With relatively relaxed lending standards and low down payment requirements, FHA loans are a godsend for those who want to purchase a home but are on a tight budget. But are you sure you qualify for the mortgage loan? How do you know if you qualify for an FHA loan?
The following are the factors that determine whether you’re eligible for an FHA loan.
Yes, even the FHA sets limits to the amount of mortgage loan you can seek in a particular area. These vary from each county, and depending on the price of the local properties there, may be higher in some places than others. Generally, though, it’s set between $275,000 and $650,000.
The credit score is a major determinant of your eligibility for an FHA loan, or pretty much any loan for that matter. While a score of at least 580 lets you meet the criteria for the 3.5% down payment, bankruptcy in the last two years and foreclosure in the last three ones do not help. And if the score drops any lower and you can still find a willing lender, you can get away with at least 10% or more of the down payment.
Unlike conventional loans, the requirements regarding the income and debt obligations are quite flexible when it comes to FHA programs. Calculate your gross income, the money from the income and dividends, along with your debt obligations for every month, including the student loan payments, credit card bills, and housing payments. If the ratio is too high, 43% being the maximum, then it’d be hard to qualify for the FHA loan. At or less than 29% is a good place to be.
FHA-approved lenders are more willing to back you up if, for instance, you can show a history of steady employment for at least the last two years. Couple it with the fact that you’ve been with the same employer for the entire duration, and you’re golden!
If you are shopping around for the loan to purchase a hunting lodge, a vacation house, or even a beach shack for instance, then FHA loans are not designed for you, simply because they are meant to finance projects where people are going to live in the whole year-round.

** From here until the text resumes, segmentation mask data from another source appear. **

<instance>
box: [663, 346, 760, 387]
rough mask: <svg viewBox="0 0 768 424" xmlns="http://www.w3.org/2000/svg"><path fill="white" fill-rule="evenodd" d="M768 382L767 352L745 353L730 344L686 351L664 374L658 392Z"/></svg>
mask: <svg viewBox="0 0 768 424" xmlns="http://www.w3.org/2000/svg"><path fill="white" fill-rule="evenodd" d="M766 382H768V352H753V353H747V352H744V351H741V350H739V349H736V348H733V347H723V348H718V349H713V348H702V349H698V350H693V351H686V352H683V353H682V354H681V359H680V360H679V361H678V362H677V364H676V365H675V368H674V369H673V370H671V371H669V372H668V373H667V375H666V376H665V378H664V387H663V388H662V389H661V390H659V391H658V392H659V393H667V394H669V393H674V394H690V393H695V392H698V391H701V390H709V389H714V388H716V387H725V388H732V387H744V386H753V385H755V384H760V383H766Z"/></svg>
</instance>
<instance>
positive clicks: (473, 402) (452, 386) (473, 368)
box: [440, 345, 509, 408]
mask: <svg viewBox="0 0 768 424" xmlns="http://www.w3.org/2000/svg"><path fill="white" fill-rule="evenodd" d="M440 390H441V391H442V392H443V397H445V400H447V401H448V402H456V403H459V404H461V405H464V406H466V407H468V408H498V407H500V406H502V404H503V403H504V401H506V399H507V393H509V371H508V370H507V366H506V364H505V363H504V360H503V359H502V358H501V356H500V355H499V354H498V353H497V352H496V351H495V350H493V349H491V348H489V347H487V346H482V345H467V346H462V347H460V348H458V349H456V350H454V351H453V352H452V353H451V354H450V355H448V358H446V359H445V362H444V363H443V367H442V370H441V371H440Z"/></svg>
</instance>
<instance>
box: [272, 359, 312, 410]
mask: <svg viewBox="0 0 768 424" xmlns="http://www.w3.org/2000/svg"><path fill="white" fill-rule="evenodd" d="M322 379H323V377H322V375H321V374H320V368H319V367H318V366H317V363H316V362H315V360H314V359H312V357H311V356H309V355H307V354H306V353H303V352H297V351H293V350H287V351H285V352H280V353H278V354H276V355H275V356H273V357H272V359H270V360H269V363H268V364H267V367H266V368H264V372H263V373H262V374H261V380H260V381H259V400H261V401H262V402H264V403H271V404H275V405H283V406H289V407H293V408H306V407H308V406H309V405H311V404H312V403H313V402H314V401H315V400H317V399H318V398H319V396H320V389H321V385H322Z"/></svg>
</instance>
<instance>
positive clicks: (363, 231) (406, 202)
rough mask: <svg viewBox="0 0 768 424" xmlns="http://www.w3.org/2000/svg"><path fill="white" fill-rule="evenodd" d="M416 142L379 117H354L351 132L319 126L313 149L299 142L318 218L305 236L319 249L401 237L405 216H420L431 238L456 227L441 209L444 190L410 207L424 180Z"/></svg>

Besides income and employment history, you need to submit your current address, your Social Security Number, federal tax payments, bank balances, approximate value of the current property, and any loans you’ve got going, for starters. Veterans need to provide copies of documents related to their service record as well. Confirm about everything that needs to be given in with the application from a loan officer. This is important given that banks or individual lenders do enforce their own requirements, which are often more rigorous than the ones demanded by FHA, so shopping around before settling for anyone does come handy.
Another thing that you ought to do is to ensure the property pass the inspection that determines their suitability for the FHA mortgage.
One last thing is that meeting the FHA qualifications in no way guarantees that it is indeed the right loan for you. Don’t hesitate in checking out all the options available before you finalize the purchase.